ServiceNow performs four processes that contribute to its long-term growth. As I wrote in June 2021, these include:
- It creates compelling value for customers. For example, ServiceNow helped Lloyds Banking Group’s payment operations unit to increase customer satisfaction by resolving problems 70% faster, slashing errors and eliminating mundane tasks for agents. Such value creation helps ServiceNow to win new customers, keep them from bolting to rivals, and sustain a long-term relationship with ServiceNow.
- It grows organically — rather than by acquisition. ServiceNow has grown by adapting its core service to new corporate departments. Specifically, it extended its skill at managing workflows from IT service management to IT operations management and business management. If ServiceNow can sell more to its current customers as it adds new ones, it should sustain rapid growth.
- Its culture attracts and inspires great talent. Innovation depends on hiring and motivating talented people and ServiceNow says it is doing this well. Last June McDermott told investors that the company hired 3,000 new people. He also said, “Our employee engagement scores are soaring.
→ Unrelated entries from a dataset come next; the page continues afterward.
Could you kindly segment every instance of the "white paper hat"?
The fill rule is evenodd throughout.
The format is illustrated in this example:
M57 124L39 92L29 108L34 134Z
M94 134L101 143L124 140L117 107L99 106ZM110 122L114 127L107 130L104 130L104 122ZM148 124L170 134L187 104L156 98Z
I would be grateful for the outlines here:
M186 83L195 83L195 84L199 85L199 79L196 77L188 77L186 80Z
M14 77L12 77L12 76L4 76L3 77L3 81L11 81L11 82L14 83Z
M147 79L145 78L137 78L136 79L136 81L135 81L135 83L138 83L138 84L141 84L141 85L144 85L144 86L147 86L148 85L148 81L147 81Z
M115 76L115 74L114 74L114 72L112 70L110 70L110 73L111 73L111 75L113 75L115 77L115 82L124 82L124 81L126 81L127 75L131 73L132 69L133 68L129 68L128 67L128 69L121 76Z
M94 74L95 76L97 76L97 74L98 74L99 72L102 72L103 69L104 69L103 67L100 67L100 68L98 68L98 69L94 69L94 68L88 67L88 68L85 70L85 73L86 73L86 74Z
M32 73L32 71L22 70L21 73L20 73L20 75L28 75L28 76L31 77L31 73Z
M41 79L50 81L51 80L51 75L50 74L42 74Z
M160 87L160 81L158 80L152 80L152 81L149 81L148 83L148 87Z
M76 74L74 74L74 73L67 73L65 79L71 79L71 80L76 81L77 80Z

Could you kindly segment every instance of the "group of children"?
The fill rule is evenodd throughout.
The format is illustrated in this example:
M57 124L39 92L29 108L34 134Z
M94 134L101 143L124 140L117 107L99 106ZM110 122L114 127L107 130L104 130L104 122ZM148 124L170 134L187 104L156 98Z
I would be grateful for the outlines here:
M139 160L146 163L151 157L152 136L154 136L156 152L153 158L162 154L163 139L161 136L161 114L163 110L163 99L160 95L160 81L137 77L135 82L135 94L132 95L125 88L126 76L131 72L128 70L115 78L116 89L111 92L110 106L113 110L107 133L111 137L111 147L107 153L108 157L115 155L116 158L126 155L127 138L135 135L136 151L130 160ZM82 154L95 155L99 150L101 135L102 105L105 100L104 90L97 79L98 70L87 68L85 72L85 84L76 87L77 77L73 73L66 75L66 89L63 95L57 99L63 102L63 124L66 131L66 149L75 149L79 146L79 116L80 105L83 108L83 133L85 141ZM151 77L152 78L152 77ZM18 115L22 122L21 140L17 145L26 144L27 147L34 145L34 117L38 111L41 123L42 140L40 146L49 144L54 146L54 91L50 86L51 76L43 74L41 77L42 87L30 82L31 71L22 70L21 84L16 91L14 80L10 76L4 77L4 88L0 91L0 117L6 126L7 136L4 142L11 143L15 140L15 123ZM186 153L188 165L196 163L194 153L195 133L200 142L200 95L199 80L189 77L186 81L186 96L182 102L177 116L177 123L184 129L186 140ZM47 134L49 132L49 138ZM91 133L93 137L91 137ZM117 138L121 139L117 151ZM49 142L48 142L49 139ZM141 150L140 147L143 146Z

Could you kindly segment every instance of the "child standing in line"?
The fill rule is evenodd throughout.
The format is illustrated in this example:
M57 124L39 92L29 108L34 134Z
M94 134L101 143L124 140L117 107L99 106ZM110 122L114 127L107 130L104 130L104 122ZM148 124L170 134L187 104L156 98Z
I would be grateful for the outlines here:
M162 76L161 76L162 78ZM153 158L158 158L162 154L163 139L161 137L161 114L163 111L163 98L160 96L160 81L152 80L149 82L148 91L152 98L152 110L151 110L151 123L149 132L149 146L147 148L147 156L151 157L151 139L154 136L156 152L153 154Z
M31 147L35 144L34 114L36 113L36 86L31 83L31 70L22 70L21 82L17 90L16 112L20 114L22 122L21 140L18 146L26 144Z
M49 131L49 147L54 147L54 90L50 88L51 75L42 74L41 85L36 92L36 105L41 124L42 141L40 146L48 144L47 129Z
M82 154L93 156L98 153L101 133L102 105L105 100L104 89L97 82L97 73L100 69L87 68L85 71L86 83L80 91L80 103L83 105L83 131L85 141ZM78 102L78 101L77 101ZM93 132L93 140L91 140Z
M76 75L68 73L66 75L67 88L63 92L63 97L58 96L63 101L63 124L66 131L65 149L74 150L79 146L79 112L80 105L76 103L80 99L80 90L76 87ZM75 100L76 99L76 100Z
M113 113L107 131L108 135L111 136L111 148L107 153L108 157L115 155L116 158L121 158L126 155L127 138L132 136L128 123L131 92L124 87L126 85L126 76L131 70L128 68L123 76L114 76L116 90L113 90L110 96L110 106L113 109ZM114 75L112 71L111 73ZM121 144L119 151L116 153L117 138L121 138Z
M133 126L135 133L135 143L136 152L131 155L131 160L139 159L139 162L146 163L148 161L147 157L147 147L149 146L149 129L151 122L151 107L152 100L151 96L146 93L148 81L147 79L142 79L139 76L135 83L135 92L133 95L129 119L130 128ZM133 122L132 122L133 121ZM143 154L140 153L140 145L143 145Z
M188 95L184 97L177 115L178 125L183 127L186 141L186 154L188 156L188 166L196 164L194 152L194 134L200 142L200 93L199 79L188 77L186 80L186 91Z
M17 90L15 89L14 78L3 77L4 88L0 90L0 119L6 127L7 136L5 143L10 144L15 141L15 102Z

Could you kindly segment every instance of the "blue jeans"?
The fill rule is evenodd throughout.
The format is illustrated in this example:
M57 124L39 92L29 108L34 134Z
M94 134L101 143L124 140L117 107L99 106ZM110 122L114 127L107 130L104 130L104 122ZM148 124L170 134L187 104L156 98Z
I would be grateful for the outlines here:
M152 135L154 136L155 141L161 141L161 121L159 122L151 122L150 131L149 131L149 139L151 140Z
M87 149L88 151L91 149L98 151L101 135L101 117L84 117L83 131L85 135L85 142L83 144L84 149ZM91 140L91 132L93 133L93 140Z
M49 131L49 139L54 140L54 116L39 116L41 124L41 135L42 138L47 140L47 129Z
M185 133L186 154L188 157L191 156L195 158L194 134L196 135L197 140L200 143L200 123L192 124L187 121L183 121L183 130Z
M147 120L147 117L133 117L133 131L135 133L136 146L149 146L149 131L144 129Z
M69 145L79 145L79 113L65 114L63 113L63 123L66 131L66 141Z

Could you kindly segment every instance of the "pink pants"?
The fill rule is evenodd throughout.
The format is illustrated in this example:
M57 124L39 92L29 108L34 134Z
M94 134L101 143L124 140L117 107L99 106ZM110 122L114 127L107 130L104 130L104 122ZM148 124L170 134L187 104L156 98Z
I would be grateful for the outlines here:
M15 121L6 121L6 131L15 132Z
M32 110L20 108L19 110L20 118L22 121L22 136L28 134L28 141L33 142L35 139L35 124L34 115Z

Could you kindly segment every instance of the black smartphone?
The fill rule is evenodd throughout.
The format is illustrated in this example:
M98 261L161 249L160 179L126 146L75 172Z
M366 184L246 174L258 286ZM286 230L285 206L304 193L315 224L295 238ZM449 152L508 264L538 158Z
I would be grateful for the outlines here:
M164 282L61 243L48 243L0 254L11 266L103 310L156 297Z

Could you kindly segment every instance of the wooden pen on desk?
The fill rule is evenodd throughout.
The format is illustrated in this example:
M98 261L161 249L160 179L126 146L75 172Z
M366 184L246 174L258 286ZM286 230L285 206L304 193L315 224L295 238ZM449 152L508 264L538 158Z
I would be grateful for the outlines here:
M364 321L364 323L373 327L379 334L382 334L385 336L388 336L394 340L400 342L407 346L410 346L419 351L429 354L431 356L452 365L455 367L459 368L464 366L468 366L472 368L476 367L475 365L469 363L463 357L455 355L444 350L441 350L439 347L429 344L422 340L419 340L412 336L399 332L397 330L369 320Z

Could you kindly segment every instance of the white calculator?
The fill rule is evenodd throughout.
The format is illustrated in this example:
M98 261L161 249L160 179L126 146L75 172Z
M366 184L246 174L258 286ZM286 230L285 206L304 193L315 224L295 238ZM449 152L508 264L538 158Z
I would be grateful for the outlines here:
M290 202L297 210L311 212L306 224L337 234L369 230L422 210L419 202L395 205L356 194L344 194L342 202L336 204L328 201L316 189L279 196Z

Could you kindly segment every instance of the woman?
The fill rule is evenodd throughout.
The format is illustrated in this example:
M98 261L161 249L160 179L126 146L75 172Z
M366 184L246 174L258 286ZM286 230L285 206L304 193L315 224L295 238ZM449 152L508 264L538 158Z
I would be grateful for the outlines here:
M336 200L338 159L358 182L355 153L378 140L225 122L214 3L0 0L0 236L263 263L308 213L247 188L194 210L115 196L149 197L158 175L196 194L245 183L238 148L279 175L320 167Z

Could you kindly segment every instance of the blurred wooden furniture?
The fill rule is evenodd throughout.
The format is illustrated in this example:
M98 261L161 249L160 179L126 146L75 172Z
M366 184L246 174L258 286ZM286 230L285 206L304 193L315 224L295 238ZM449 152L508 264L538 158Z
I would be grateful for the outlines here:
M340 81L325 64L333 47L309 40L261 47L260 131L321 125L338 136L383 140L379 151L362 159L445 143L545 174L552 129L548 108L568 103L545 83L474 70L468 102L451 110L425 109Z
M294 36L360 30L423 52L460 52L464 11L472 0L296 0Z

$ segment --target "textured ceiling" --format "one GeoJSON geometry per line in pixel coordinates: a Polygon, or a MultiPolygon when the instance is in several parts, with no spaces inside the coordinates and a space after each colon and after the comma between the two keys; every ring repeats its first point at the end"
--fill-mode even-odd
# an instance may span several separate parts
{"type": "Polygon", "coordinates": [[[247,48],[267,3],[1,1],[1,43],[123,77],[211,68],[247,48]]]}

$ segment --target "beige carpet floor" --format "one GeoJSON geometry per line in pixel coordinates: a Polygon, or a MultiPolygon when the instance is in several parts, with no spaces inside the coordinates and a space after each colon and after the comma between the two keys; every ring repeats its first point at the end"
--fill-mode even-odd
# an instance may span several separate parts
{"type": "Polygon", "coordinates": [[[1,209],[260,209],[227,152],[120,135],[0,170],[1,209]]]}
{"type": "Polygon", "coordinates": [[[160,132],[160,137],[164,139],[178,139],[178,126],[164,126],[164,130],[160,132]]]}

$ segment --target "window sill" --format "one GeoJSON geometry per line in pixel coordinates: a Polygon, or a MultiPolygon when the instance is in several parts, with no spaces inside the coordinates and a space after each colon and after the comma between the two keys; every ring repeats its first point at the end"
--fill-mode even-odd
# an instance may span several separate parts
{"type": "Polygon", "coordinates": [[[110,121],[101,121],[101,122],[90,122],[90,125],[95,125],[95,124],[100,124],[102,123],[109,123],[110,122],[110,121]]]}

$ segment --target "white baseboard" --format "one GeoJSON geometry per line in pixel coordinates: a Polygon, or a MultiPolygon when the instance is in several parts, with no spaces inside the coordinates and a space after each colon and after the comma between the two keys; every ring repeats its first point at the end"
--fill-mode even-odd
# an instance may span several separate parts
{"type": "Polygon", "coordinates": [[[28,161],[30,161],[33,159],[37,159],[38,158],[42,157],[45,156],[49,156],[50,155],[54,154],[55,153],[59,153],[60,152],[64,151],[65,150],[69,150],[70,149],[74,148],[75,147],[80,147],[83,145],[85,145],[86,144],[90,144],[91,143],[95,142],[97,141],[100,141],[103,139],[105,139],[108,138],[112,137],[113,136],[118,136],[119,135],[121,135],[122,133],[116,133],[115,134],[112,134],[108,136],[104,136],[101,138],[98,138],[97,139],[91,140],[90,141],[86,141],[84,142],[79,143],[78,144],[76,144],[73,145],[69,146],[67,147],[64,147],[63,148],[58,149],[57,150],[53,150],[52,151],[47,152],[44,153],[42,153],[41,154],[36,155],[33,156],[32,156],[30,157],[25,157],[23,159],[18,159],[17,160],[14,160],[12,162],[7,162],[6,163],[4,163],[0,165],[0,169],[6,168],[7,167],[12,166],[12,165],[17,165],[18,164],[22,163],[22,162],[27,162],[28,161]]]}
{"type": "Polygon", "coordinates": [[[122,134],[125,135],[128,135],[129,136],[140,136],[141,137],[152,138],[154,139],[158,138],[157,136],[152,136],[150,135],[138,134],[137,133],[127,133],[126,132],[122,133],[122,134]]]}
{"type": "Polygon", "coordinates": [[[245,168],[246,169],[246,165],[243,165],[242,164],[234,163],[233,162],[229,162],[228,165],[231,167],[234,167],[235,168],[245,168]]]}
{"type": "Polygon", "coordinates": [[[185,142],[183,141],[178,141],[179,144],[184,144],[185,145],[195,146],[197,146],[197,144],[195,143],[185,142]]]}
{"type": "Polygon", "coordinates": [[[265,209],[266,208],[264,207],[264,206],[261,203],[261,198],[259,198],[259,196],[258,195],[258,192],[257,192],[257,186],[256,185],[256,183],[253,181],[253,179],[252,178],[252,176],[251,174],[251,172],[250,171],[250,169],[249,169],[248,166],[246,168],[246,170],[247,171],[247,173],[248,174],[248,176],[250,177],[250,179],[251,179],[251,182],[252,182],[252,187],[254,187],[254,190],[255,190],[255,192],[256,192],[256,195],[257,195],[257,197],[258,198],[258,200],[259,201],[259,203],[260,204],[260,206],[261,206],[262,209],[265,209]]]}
Our people are really happy and…fired up to be the fastest growing SaaS company at scale in the world.”
- It empowers people and holds them accountable. ServiceNow has a process for turning these skills into results. As CFO Gina Mastantuono told me, “Each employee’s work ties to the strategy and priorities needed to get to $10 billion and $15 billion in revenue. Every single person has three to five goals relating what they do to corporate priorities.”
What does all this mean for investors? If Wall Street analysts are worth their salt, ServiceNow’s stock trades at a 25% discount to its target price. If that means anything, you should be able to buy shares now and enjoy a 36% return on your investment when the shares rise to that target price, according to WallStreetZen.
If ServiceNow can beat growth expectations and raise guidance above 25%, its stock could pop. But a Fed announcement for even higher interest rates could drive down ServiceNow’s stock even further.